Peyronie Disease as a Marker of Inflammation—Is There Hope on the Horizon?

Arthur L.M. Swislocki, Michael L. Eisenberg

Research output: Contribution to journalReview articlepeer-review


Although the description of Peyronie disease, a connective tissue disorder involving the growth of fibrous plaques in the soft tissue of the penis, is attributed to Francois de la Peyronie, surgeon to Louis XV of France, there are reports previous to that time. Over the intervening 450 years, a variety of empiric treatments, varying in barbarity, have been proposed. The frequency of this condition and the etiology of the fibrosis are unknown. Quality of life for affected men and their partners is adversely impacted. In this review, the authors summarize the history of the discovery of this condition, review contemporary management approaches, and address the pathophysiology leading to the underlying disordered fibrosis.
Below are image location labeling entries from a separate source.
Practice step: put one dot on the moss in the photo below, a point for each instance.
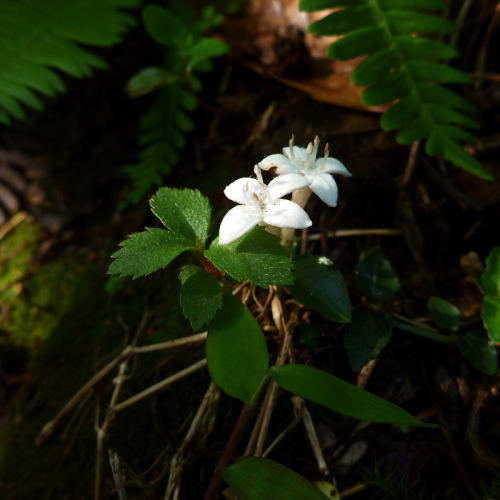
(17, 251)
(69, 324)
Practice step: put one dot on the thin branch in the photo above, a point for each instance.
(159, 386)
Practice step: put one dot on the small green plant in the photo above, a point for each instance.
(401, 68)
(252, 247)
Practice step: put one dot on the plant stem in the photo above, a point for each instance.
(234, 439)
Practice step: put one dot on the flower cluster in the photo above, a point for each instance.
(298, 171)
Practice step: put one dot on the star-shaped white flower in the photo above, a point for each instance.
(261, 204)
(303, 161)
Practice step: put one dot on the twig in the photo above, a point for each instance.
(313, 437)
(159, 386)
(179, 460)
(114, 461)
(355, 232)
(129, 351)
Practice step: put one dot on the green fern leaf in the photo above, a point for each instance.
(401, 68)
(38, 37)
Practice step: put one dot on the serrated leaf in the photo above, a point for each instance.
(344, 21)
(446, 315)
(366, 336)
(491, 317)
(480, 351)
(205, 49)
(201, 296)
(340, 396)
(357, 43)
(254, 478)
(163, 26)
(376, 276)
(257, 256)
(320, 285)
(402, 22)
(146, 252)
(236, 350)
(374, 67)
(148, 80)
(490, 279)
(183, 211)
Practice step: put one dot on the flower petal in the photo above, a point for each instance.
(286, 213)
(285, 184)
(282, 164)
(298, 153)
(333, 166)
(238, 221)
(325, 187)
(235, 190)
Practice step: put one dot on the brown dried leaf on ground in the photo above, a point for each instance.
(271, 37)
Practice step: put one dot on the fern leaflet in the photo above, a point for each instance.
(401, 66)
(37, 37)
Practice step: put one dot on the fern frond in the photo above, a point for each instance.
(163, 127)
(402, 67)
(38, 37)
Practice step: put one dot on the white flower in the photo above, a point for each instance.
(261, 204)
(303, 161)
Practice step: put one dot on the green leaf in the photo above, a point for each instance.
(343, 21)
(340, 396)
(491, 317)
(163, 26)
(376, 276)
(148, 80)
(490, 279)
(205, 49)
(201, 296)
(366, 336)
(446, 315)
(257, 256)
(254, 478)
(146, 252)
(480, 351)
(183, 211)
(320, 285)
(236, 350)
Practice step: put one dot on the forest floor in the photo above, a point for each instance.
(63, 318)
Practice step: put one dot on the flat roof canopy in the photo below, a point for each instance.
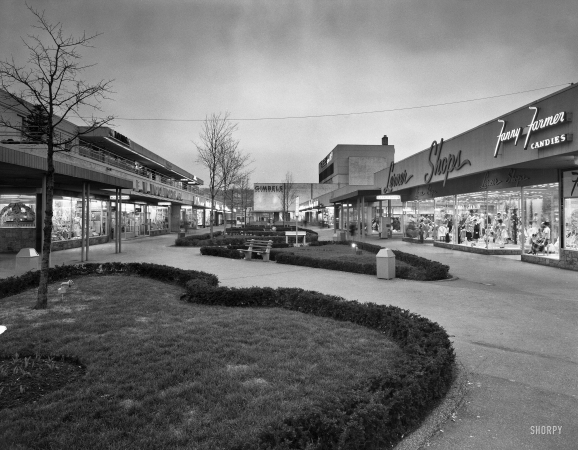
(105, 139)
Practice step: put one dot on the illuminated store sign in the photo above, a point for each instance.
(388, 197)
(534, 126)
(395, 180)
(443, 166)
(269, 188)
(502, 137)
(552, 141)
(160, 191)
(325, 160)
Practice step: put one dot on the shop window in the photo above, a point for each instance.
(444, 212)
(67, 218)
(17, 211)
(571, 221)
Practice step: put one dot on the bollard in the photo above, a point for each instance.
(27, 259)
(385, 261)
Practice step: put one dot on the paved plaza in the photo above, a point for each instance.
(514, 327)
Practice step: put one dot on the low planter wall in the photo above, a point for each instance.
(568, 260)
(479, 250)
(12, 240)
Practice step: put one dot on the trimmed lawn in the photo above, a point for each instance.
(155, 372)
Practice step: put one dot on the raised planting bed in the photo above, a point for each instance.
(341, 256)
(252, 368)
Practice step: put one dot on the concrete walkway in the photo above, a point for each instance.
(514, 327)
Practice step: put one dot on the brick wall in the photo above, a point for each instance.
(568, 260)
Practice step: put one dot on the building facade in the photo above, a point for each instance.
(157, 196)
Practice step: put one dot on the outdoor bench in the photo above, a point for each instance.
(296, 234)
(259, 247)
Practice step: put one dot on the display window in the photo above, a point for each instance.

The potential immunomodulatory role of testosterone as well as inflammatory conditions and environmental stimuli that may provoke fibrosis are also considered. Peyronie disease may be part of a spectrum of fibrotic conditions, including Dupuytren contracture. Treatment strategies to date have focused on reversing fibrosis; work is needed to prevent fibrosis and to accurately document disease prevalence.

Original languageEnglish (US)
JournalAmerican Journal of Medicine
StateAccepted/In press - 2021


  • Direct-to-consumer advertising
  • Fibrosis
  • Inflammation
  • Penile curvature
  • Penile fibrosis
  • Peyronie disease

ASJC Scopus subject areas

  • Medicine(all)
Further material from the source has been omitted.